Nabil, a ten-year-old veteran journalist at BBC and a member of the Journalists Syndicate, has been suspended and referred to investigation for violating the BBC’s social media rules by liking anti-Israeli tweets on the social media website X.

Nabil's legal representative, the Egyptian Initiative for Personal Rights (EIPR), said the BBC accused their client of antisemitism.

The syndicate's board asserted that "the investigation infringes upon Nabil's right to freedom of expression," and highlighted that it "symbolizes BBC's double standards," noting that expressions of support for Israel by journalists on social media have not faced similar repercussions.

Furthermore, the syndicate stressed the necessity of prior notification to the syndicate before commencing investigations involving Nabil or any other journalists.
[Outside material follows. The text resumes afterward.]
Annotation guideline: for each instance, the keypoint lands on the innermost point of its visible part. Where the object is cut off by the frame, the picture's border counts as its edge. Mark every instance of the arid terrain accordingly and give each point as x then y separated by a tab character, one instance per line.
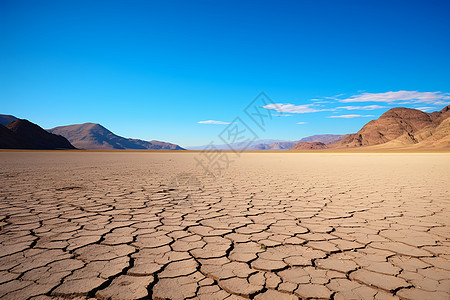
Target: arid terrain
130	225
It warned that the lack of such notification makes any actions against the journalist illegal, necessitating appropriate legal recourse by the Syndicate.
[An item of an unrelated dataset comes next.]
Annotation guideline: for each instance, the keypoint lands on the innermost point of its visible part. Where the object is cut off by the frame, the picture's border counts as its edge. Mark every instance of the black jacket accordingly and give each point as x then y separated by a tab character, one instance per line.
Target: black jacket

Since 7 October, the firm stance by most BBC anchors in promoting the Israeli narrative (Israel has the right to defend itself) and questioning the credibility of any commentator who showed support for the right of the Palestinians to resist the occupation have been decried by many media workers as a tacit endorsement of the declared objectives of Tel Aviv in its genocidal war against the Palestinians in Gaza.

The action taken by BBC against Nabil is the second of its kind by the leading British broadcaster against its staff for public indications of sympathy with the Palestinian cause or solidarity with Gazans under Israeli onslaught since 7 October.  

Last October, catapulted by a similar smearing report published by The Daily Telegraph, the BBC suspended four of its journalists at the Cairo desk, including Nabil, and two at the Beirut desk, also for likes and retweets on pro-Palestine posts on social media.

The Telegraph has based its smear campaigns against journalists who oppose Israeli genocide in Gaza on the word of the so-called Committee for Accuracy in Middle East Reporting in America (CAMERA), which specializes in targeting media workers who criticize Israel or oppose Zionism and engages in campaigns for advocating pro-Israel viewpoints. 

At the time, the BBC accused its six workers of "bias" based on the reposts and likes that they made on their personal X accounts, but tabled the investigation after issuing warnings.

Meanwhile, the EIPR rejected the BBC measures against Nabil, noting that Egyptian labour law protects against the targeting of anyone based on their political views.

The EIPR suggested the BBC took punitive action against Nabil because of her leading role in defending her colleagues who were subjected to discrimination in pay by the BBC administration in London.

Staff at the BBC desk in Cairo staged three strikes to protest unfair pay and discrimination in the last year.

These disputes ended with an agreement brokered by the head of the Journalist Syndicate.